しばらくは内政に専念したいので、鎖国するのも良いかも知れませんね」
まずは国民全ての衣食住を保証して、毎日を安心して暮らせる世の中の仕組みを作るのが先決だ。
地盤が固まる前に外からちょっかいを出されたり、稲荷神の教えに反対する勢力でも現れたら、私の退位が遠ざかってしまう。
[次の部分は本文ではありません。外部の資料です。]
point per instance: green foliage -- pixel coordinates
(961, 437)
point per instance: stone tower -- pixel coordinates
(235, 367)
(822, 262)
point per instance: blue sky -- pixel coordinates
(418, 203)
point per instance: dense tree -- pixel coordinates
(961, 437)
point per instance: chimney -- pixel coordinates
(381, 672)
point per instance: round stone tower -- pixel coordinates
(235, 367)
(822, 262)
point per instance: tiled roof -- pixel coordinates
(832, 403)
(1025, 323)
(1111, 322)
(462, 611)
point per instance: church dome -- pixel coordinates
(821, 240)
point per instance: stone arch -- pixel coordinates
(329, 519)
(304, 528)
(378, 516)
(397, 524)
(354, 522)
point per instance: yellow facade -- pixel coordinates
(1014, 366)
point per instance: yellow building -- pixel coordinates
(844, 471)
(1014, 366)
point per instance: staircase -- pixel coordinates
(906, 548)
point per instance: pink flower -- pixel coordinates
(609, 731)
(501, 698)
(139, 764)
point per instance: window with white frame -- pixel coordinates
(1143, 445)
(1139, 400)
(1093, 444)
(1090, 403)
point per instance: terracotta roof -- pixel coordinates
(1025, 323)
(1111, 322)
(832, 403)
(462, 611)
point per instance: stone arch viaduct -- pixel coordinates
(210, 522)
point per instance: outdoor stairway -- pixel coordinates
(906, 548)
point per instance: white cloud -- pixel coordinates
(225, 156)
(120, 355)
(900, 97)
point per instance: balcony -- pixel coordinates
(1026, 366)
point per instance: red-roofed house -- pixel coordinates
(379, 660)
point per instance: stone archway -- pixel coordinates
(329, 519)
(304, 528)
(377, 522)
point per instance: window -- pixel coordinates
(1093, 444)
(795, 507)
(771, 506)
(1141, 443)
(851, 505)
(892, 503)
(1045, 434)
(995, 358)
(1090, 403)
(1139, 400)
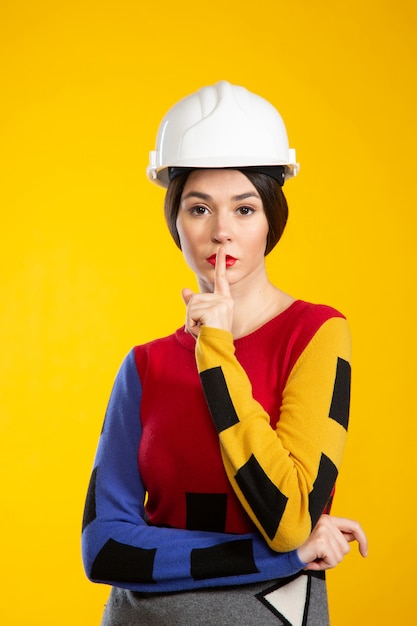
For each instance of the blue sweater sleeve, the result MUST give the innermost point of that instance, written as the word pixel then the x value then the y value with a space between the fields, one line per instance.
pixel 119 547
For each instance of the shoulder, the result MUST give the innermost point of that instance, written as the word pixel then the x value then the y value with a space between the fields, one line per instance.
pixel 309 323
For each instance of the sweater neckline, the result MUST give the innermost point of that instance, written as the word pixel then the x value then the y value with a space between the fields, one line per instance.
pixel 188 340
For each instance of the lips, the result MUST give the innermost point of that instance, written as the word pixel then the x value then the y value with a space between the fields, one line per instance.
pixel 230 260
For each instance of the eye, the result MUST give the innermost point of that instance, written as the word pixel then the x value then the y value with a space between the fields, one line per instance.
pixel 199 210
pixel 245 210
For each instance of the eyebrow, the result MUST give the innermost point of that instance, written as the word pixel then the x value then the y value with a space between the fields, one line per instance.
pixel 206 196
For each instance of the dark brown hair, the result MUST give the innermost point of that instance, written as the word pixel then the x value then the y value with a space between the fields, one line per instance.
pixel 273 200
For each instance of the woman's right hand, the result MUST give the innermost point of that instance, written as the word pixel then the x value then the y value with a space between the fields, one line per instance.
pixel 329 542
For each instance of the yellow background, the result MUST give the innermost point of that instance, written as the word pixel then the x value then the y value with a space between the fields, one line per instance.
pixel 88 269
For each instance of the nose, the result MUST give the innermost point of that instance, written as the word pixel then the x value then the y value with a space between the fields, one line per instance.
pixel 222 229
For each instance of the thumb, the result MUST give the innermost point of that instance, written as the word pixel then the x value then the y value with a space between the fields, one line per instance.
pixel 186 295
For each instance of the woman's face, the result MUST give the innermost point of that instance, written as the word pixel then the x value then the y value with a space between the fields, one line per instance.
pixel 222 207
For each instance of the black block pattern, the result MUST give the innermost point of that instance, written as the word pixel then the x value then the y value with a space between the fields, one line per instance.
pixel 322 488
pixel 218 398
pixel 264 498
pixel 90 501
pixel 206 511
pixel 339 408
pixel 124 563
pixel 233 558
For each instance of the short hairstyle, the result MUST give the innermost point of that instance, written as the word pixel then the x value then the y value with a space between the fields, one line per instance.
pixel 273 200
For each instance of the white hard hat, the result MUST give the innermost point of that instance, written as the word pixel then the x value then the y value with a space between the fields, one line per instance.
pixel 221 126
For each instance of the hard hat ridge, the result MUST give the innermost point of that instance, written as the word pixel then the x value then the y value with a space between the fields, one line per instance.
pixel 221 126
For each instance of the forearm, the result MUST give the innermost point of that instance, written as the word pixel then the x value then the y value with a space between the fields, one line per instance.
pixel 282 477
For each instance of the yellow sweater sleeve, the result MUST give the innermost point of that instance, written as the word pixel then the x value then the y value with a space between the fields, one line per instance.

「早めに天下泰平の世を築いて、征夷大将軍を退位したいですね」
「稲荷よ。それは本気か? 冗談ではなく?」
玉露を一気に飲み干しながら、困った表情を浮かべる織田さんに堂々と宣言する。
「私はいついかなる時も本気であり、嘘はつきません。織田さんもよくご存知でしょう?」
自分は神様だと大嘘をついてはいるが、それ以外は本音で話している。
今もそうなのだけど、彼は目を白黒させて、すぐに私を憐れむような視線を向けてきた。
「儂は応援しよう。じゃがまあ、もし退位できずとも、気を落とすでないぞ」
「何を言ってるんですか! 織田さん! 私は絶対に退位しますからね!」
「⋯⋯であるか」
なお織田さんは一人で出歩くことはなく、身辺警護のために影のように目立たないように付き従っている部下が居る。
室内には森蘭丸が一人だけだが、彼まで何故か可哀想な子を見るような視線を私に向けてきた。
だがそれはそれとして、今の日本は戦国時代とは比べ物にならないほど、情勢が安定している。
ならばこのまま地盤を固めていけば、そう遠くないうちに退位できるはずなのだ。
若干ヤケになっている私は、ちゃぶ台の上に置かれたお菓子に手を伸ばす。
これは民衆が稲荷煎餅と名付ける直前に、草加煎餅にしましょうと強弁して名義変更したお茶菓子だ。
なお煎餅屋には、稲荷神様も大絶賛のノボリが可愛らしいイラスト付きで立ち並んでいる。
しかし、自分の名前が商品名になるよりはマシだ。
それでも完全に防ぎきれてはいないが、雨後のタケノコのようにポンポン出てくるので仕方ない。
ともかく私は不機嫌な表情を浮かべたまま、草加煎餅を二枚同時に小さな口に突っ込む。
勢い良くボリボリ噛み砕いてから、玉露で流し込んで強引にストレスを発散するのだった。